Trois questions sur le contrat de travail unique évoqué par Manuel Valls
Le Premier ministre a estimé qu'il s'agissait d'une "idée intéressante", jeudi, sur BFMTV. Francetv info revient sur ce contrat, censé remplacer les CDD et CDI, souvent annonncé depuis plus de dix ans, mais qui n'a jamais abouti.
Vers la fin du CDI et du CDD ? Déterminé à engager des réformes profondes, le Premier ministre Manuel Valls a estimé que le contrat de travail unique (CTU) était une "idée intéressante", jeudi 23 octobre, sur BFMTV. Une piste notamment préconisée par le Français Jean Tirole, prix Nobel d'économie 2014. Francetv info revient sur cette (vieille) idée qui fait son retour.
A quoi ressemblerait ce contrat ?
Le contrat de travail unique doit bouleverser le marché du travail actuel, que Jean Tirole décrit ainsi au Figaro : "D'un côté les stages, les CDD, les emplois aidés et le chômage. De l'autre, les CDI auxquels une grande partie de la population n'a pas accès." L'économiste français préconise un "contrat de travail unique" pour mettre fin à ce "mauvais système", a-t-il estimé sur i-Télé. Selon lui, il y a "une protection excessive du CDI qui se traduit par une précarisation de tous les autres".
Jean Tirole n'a pas donné de détails, mais une proposition a déjà été faite, en 2011, par l'association nationale des DRH. Europe 1 indiquait alors que le contrat de travail unique serait "sans référence au temps ; il sera, par nature, à durée indéterminée et se substituera à tous les CDI, CDD, contrats de missions, contrats saisonniers, actuellement en vigueur". La radio précisait que "les motifs de rupture seront alors la faute du salarié, la rupture d'un commun accord, ou la fin de l'activité sur laquelle ce salarié avait été affecté. Ce contrat à durée indéterminée pourrait être rompu assez facilement, du moins au début, la sécurité du salarié se renforçant au fur et à mesure que son ancienneté progresse dans l'entreprise."
Quels sont les effets recherchés ?
Il est censé dynamiser le marché du travail, donner de la flexibilité aux employés, et finalement créer de l'emploi. Manuel Valls en est convaincu. "Ce qui marche, ce qui est efficace, ce qui permet de retrouver de l'emploi, ce qui permet de respecter aussi les gens, personne n'est au chômage par plaisir (...), il faut le faire", a-t-il martelé sur BFMTV.

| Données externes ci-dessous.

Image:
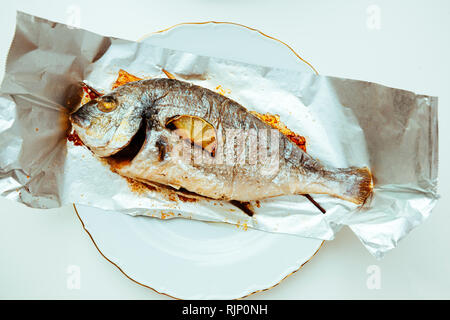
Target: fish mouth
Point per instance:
(130, 151)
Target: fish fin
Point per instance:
(359, 186)
(196, 130)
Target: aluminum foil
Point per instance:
(346, 123)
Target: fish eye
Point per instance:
(107, 104)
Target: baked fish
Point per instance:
(173, 133)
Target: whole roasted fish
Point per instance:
(173, 133)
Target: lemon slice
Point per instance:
(196, 130)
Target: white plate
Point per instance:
(192, 259)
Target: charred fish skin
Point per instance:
(109, 124)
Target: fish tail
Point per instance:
(357, 186)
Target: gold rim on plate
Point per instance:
(92, 239)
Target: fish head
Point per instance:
(108, 123)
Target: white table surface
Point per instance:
(410, 50)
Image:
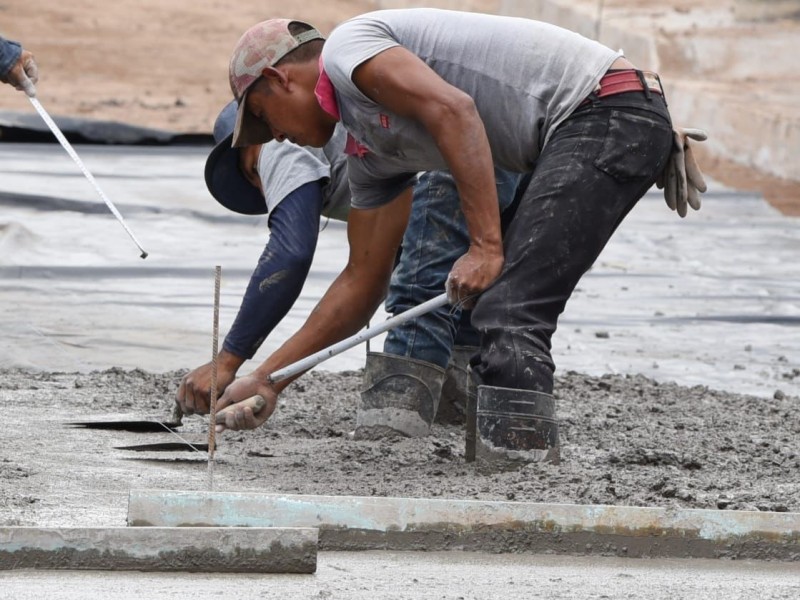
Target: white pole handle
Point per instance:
(339, 347)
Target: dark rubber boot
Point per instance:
(515, 427)
(399, 398)
(453, 402)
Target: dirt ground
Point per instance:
(626, 440)
(164, 64)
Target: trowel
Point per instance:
(257, 403)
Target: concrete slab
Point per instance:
(204, 549)
(371, 523)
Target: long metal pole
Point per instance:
(323, 355)
(71, 151)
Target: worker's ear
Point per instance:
(275, 76)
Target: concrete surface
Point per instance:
(432, 575)
(77, 297)
(203, 550)
(373, 523)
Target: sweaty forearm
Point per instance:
(342, 312)
(281, 271)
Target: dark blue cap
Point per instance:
(224, 179)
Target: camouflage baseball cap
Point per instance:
(261, 46)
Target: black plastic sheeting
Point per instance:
(29, 128)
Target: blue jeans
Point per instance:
(594, 169)
(435, 238)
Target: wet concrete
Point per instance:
(203, 550)
(657, 301)
(447, 576)
(359, 523)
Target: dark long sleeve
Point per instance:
(281, 271)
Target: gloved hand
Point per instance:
(682, 180)
(24, 74)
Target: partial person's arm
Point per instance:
(374, 236)
(274, 287)
(400, 81)
(17, 67)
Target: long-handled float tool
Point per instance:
(313, 360)
(74, 155)
(256, 403)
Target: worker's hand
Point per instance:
(24, 74)
(682, 180)
(194, 392)
(248, 163)
(242, 389)
(471, 274)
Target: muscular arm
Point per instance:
(401, 82)
(274, 287)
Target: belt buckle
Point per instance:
(653, 81)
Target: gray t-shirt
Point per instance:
(525, 77)
(284, 167)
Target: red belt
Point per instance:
(629, 80)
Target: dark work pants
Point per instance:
(593, 170)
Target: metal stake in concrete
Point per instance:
(213, 407)
(203, 549)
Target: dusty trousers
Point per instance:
(593, 170)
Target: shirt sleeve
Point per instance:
(281, 272)
(9, 55)
(284, 167)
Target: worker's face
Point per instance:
(291, 111)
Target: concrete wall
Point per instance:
(709, 59)
(486, 6)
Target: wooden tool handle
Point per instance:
(257, 403)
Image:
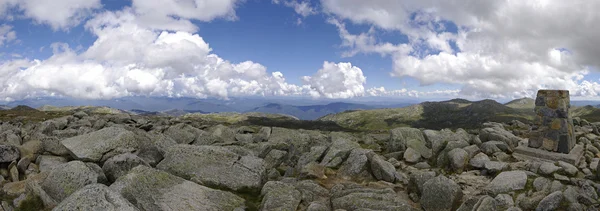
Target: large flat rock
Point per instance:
(92, 146)
(151, 189)
(215, 166)
(528, 153)
(96, 197)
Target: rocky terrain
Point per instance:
(86, 160)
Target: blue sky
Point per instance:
(416, 50)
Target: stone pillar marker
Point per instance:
(553, 127)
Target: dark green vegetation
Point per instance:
(27, 114)
(456, 113)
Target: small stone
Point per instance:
(382, 170)
(419, 146)
(412, 156)
(486, 203)
(23, 164)
(422, 165)
(479, 160)
(568, 168)
(541, 183)
(14, 172)
(458, 159)
(9, 153)
(561, 177)
(548, 168)
(495, 166)
(571, 194)
(395, 162)
(556, 186)
(507, 181)
(472, 150)
(549, 145)
(550, 202)
(441, 193)
(313, 170)
(504, 201)
(417, 179)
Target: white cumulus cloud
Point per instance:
(503, 49)
(177, 14)
(128, 59)
(341, 80)
(7, 34)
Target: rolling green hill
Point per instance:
(456, 113)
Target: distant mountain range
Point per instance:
(456, 113)
(300, 108)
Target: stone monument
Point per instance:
(553, 127)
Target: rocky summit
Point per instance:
(98, 161)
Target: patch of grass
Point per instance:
(31, 203)
(28, 116)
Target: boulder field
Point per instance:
(116, 162)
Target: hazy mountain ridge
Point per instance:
(455, 113)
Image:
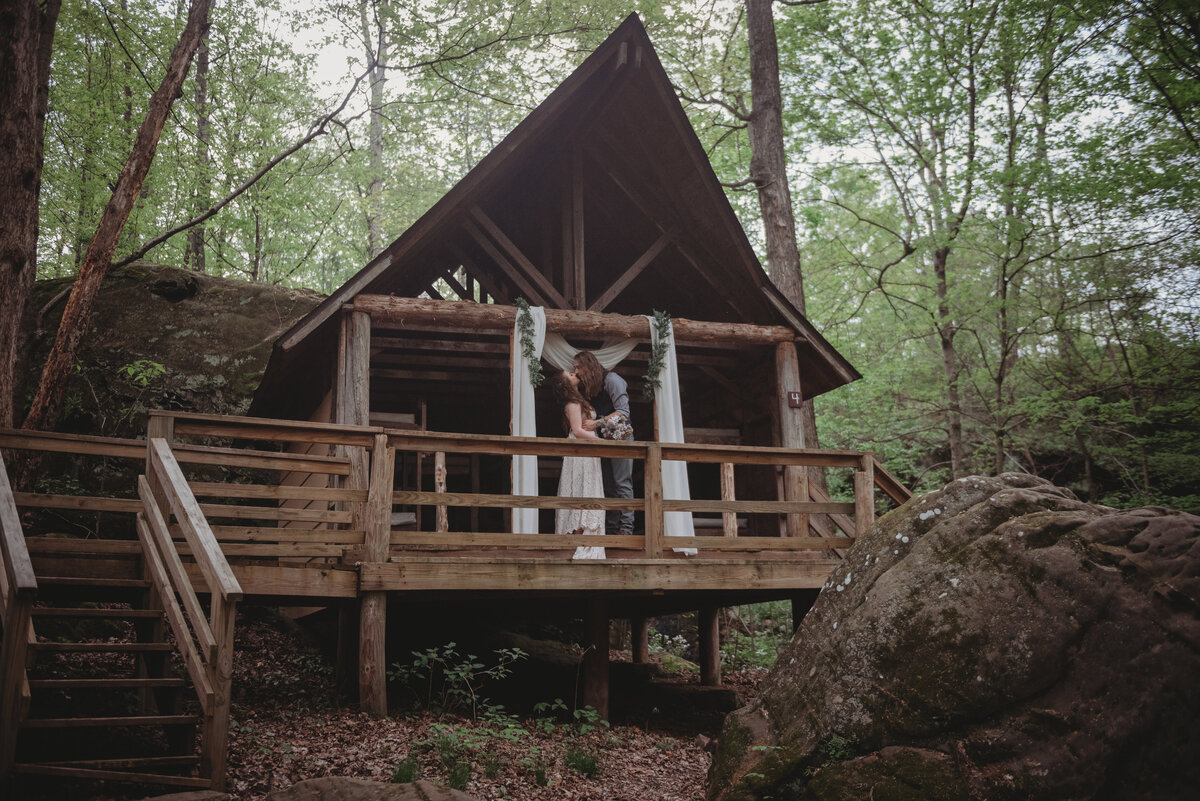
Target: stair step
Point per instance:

"Ce type de réforme a un effet très clair sur la productivité et sur la croissance", donc potentiellement sur la création d'emplois à long terme, estimait auprès de La Croix Andrea Bassanini, économiste à l'OCDE, en janvier 2013. Au moment de la reprise de l'activité économique, les entreprises pourront mieux en profiter grâce à cette flexibilité.
Une analyse que ne partage pas l'économiste Liem Hoang Ngoc, ancien secrétaire national adjoint à l'économie au Parti socialiste. "Il n'y a pas de relations entre le degré de protection de l'emploi dans un pays et les performances en matière de croissance et d'emploi", avait-il insisté auprès de Libération, en 2012.
Pour quand est-il prévu ?
Le contrat de travail unique n'est pas pour tout de suite. "Les partenaires sociaux ne l'ont pas adopté", a indiqué le chef du gouvernement sur BFMTV. Ils l'ont, en effet, écarté lors des négociations sur l'emploi en janvier 2013.
Mais les négociations ne sont terminées. "Le dialogue social est la marque de ce quinquennat. Il y a une crise des corps intermédiaires (...). Donc, nous devons les respecter, les conforter. Et les partenaires sociaux peuvent pouvoir avancer", a assuré le Premier ministre.
Toutefois, Manuel Valls ne cache pas sa détermination. "Faisons confiance aux partenaires sociaux", a-t-il lancé. Avant de reconnaître que "oui, nous pouvons être amenés à prendre nos responsabilités".
Pourtant, l'idée a déjà été mise sur la table à plusieurs reprises avant d'être abandonnée. Jean Tirole l'avait déjà formulée en 2003, avec Olivier Blanchard, actuellement chef économiste du Fonds monétaire international (FMI), plutôt classé à gauche. Depuis, le contrat de travail unique ne cesse de revenir dans les débats. Ce fut le cas en 2005, en 2007, lorsque Nicolas Sarkozy l'avait évoqué pendant sa campagne présidentielle, en 2011, ou encore en 2012, lorsqu'il était défendu par la Commission européenne. Reste à voir si Manuel Valls réussira à faire aboutir ce projet.